Advertisement

Sask. government computers attacked 'millions' of times last year

Crystal Zorn is the head of information security for the province.

Saskatchewan government officials said they beat back “millions” of cyber-attacks against the provincial computer system last year.

The province has 15,000 computers in its network. The information stored in the system ranges from health and financial data to sensitive reports.

The province is cautious about talking about the attacks because technology is evolving rapidly and it doesn’t want to tip its hand to the attackers.

The Ministry of Central Services oversees computer security. Crystal Zorn is the head of information security.

“The types of tools that cybercriminals use to target systems often are very common day, and the types of things you see on your own home computer,” she said.

Zorn said the province focuses on employee education, training and awareness to combat these attacks.

Terry Roebuck is a retired computer security expert who spent decades keeping information secure at the University of Saskatchewan. He says there are two broad categories of cyberattack.

"One type of attacker is somebody who targetted a specific system,that is I want to break into this particular system for this particular reason," he said. "And that person has an idea what the perimeter of the system is like."

“The second type of computer attack is what we'll call non-directed. That doesn't mean there's not a human involved, but it could also be an automated system.

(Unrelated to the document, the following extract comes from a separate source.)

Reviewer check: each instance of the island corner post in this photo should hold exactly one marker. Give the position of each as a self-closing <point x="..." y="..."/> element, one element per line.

Usually in this case somebody has come across a weakness in a computer system, they're scanning vast parts of the internet looking for any computer that responds to that weakness, and they attack that computer."

The more troublesome attacks are so-called “directed attacks,” where somebody is looking for specific information from a specific place.

In this scenario, cybercriminals will often use information available through social networking sites and then cross-reference it with staff lists.

“Look at who works there, understand what they do in their spare time, what their names are, what their spouses names are, what their childrens' names are, who they communicate with, a lot of which I can find out through the internet, a lot of webpages provide quite a lot of information that later can be used to get that kind of background data on a site,” Roebuck said.

“And then I can start sending directed emails," he said. "A favourite example of mine might be to send a message to somebodty working in the system saying look at this great picture of your kid on second base, what a wonderful catch. And of course the person clicks on the picture and nothing happens and they think, hmm, bad picture, it didn't come through and they forget about it totally. But that one click will be enough to compromise their computer system, which gives the attacker an opportunity now to be inside the main security perimeter and attack other systems.”

Zorn said she’s not aware of any security breaches, or of anyone who has ever been prosecuted for hacking into a provincial government computer system.